Walking down Hicks Street on Saturday afternoon, Roan and I crossed paths with a very extremely drunken lady. She was all wobbly, and was being led by a guy with a firm grip on her upper arm. It didn’t look suspicious, though. More of a tight “I’m here for you to defy the gravity that is playing tricks on your intoxicated feet” hold. She had the typical drunken stupid smile on her mug. She was probably pretty cute when not ruddy-faced and sloppy-haired, and she was wearing a supercute summer outfit, minus one shoe.

So. We crossed paths with a drunken lady being assisted by a dude. Roan stopped in his tracks, and just stared. He turned around as they kept walking, and studied the man, the woman, and the circumstance. Then he turned to me and did the universal “What in the Sam Hell was that?” face. So I offered this gem:

“That was one drunken lady”.

That gem was not enough, and my eldest man-child did the universal “Keep Talking” face.

“I guess she just drank too much today. And now she’s drunk. And she’s also lost a shoe”

Roan countered, “I bet you’ve been drunk before.”


So, we’re going to have that talk?


I told Roan that yes, actually I have been drunk before.

But then I was magically able to blame it on my Mormon parents, and that they never drank alcohol – ever – thus depriving me of any responsible drinking role models. Sadly I was left to learn it all on my own. Over and over and over again. And again. Etc.

As I wound this Big Share down, I felt it was important to edit and filter my life story just enough to give myself a heroic and moral quality: so I added that I do now know my own limits, and will likely never walk down a Brooklyn street with one shoe missing and a tight grip keeping me upright. I tried to impress on Roan that it’s not a fun nor a funny thing to get that wasted. But it happens. And hopefully you have a friend nearby to get you home. And find your shoe.

Then the words that came from Roan’s mouth melted my moderate-and-responsible-drinker’s heart:

“I hope if I’m ever drunk enough to lose a shoe, you’ll be there to help me.”

I may just get that tattooed on my bicep.

6 thoughts on “One-Shoe-Drunk

  1. I “aw’d” out loud. Precious story. BTW, even when a person doesn’t have Mormon parents who’ve never *ever* had alcohol, a person still might learn “moderate-and-responsible” drinking on his or her own…over and over and over again. : )

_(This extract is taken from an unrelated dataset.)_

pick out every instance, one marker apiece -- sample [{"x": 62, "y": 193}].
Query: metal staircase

  2. The Colorado Mama may be right, but I’m guessing that most kids not ALL kids but most kids are going to kick one back at least once or twice in their lives. Sweet that he wants you to be his shoe finder. Just hope that he still feels that way when he’s fifteen/sixteen/seventeen. If so, you’ll have master parenting status. Love the story.

  3. When my daughter turned 21, she asked if I was coming up to visit that night. I told her I’d go to dinner with her, but she could go out with her mom and her friends afterward. She said, “No, you have to come with us. I need you to be responsible for me.” I took it as the highest compliment…and we had a great (responsible) time.

  4. This is a hard one isn’t it? I am currently leaning towards the idea that maybe a kid’s first beer/wine/drink whatever needs to happen at home so the parent can be there to kind of guide the whole thing. I am also of the opinion that people who don’t believe that drinking of any kind is a good idea or that drinking of any kind before the kid is of legal age, even in the home, have a perfect right to raise their kids under those guidelines.

  5. How you learn to drink depend where you learn it. For example, when there was a holiday my father allowed me to drink some wine or beer. He told me that it better to drink where he can see rather then gatting wasted with some acquaitances.